Davis' Mississippi and North Carolina Brigade was commanded by Brig. Gen. Joseph R. Davis. It was made up of the 2d, 11th, and 42d Mississippi Regiments and the 52d North Carolina Regiment. The 2nd and 11th Mississippi Regiments had served from Manassas and into the Valley Campaign with Jackson as members of Whiting's Brigade.
Bushrod Johnson's Tennessee Brigade was commanded in the Third Corps by Brig. Gen. William McComb. Made up of the 17th, 23d, 25th, 44th, and 63d Tennessee Regiments, these Tennessee regiments joined Heth's Division in the Petersburg trenches. Badly bloodied at Drewry's Bluff, these units were eventually were consolidated and became part of Archer's / McComb's brigade along with the ANV's other Tennessee regiments.
The core of the old Light Division. The original division also contained Archer and Field (Heth)'s brigades. The Division took this format after it joined the Third Corps in the major reorgnization of the army in the spring of 1863.
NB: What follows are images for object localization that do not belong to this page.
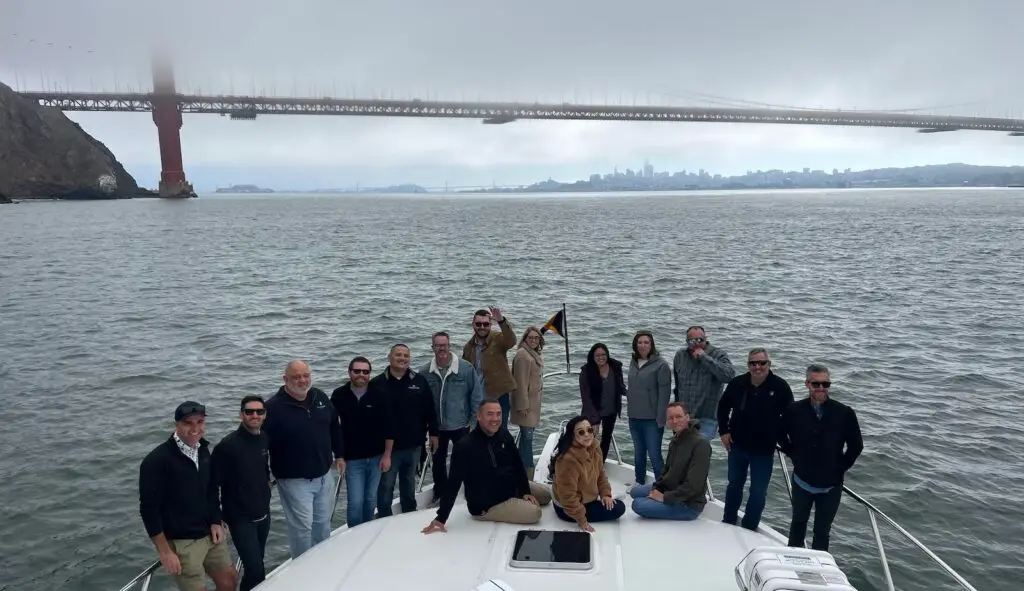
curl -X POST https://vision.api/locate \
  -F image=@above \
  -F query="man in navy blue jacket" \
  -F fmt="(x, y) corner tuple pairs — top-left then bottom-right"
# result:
(779, 363), (863, 552)
(263, 360), (345, 559)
The Light Division as modified included these brigades:
Gregg's / McGowan's South Carolina Brigade was commanded by Brig. Gen. Maxcy Gregg (mortally wounded at Fredericksburg), Brig. Gen. Samuel McGowan, and at Gettysburg by Brig. Gen. Abner Perrin. It consisted of the 1st South Carolina (Provisional), 1st South Carolina (Rifles), and the 12th, 13th, and 14th Infantry Regiments.
Branch's North Carolina Brigade was commanded by Brig. Gen. Lawrence O'Bryan Branch (killed at Sharpsburg) and Brig. Gen. James H. Lane. It was made up of the 7th, 18th, 28th, 33d, and 37th Regiments.
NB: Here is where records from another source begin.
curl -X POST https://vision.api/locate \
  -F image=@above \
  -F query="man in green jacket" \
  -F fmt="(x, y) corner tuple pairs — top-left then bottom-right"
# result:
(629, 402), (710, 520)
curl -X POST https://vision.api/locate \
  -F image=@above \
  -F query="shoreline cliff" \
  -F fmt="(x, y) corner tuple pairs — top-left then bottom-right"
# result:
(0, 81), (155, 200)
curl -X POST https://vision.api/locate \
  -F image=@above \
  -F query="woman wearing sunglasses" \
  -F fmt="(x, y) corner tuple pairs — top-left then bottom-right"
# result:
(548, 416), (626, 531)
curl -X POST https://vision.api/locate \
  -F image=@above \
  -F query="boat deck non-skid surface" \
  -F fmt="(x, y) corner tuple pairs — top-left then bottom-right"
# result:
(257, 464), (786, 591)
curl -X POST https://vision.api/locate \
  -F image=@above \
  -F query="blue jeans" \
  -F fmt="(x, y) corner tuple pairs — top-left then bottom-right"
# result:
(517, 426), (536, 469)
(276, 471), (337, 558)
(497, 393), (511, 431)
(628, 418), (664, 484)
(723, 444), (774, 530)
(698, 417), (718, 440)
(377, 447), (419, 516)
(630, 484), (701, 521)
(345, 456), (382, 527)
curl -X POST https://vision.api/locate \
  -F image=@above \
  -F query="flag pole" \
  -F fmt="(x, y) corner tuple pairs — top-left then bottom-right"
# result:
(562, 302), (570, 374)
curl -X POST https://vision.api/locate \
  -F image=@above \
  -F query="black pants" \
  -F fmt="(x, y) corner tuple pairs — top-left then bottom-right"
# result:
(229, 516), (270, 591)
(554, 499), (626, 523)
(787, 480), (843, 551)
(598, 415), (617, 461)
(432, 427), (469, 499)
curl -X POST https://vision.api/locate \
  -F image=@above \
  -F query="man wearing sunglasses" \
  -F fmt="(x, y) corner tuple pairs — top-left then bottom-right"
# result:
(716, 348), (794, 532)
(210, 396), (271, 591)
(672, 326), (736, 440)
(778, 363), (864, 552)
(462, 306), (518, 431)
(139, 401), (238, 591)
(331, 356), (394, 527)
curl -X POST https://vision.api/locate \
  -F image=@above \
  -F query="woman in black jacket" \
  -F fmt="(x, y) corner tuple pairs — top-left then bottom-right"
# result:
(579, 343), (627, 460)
Pender's North Carolina Brigade was under the command of Maj. Gen. W. Dorsey Pender (promoted to division command) and Brig. Gen. Alfred Scales. It consisted of the 13th, 16th, 22d, 34th, and 38th Regiments.
Pender's Division's Artillery was under the command of Lieut. Col. William T. Poague.
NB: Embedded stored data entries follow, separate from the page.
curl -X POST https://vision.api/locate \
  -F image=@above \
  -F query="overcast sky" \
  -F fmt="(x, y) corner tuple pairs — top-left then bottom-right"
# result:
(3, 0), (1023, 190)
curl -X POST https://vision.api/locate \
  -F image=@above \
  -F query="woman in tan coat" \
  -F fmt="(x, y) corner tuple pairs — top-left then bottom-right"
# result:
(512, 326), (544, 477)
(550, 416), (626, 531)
Third Corps battalion level artillery officers included Brig. Gen. Reuben Lindsay Walker (chief of artillery), Col. David G. McIntosh and Col. William J. Pegram (mortally wounded at Five Forks). Additionally, officers Lieut. Col. Lewis M. Coleman (mortally wounded at Fredericksburg) and Lieut. Col. Greenlee Davidson (killed at Chancellorsville) were field grade officers with the Light Division.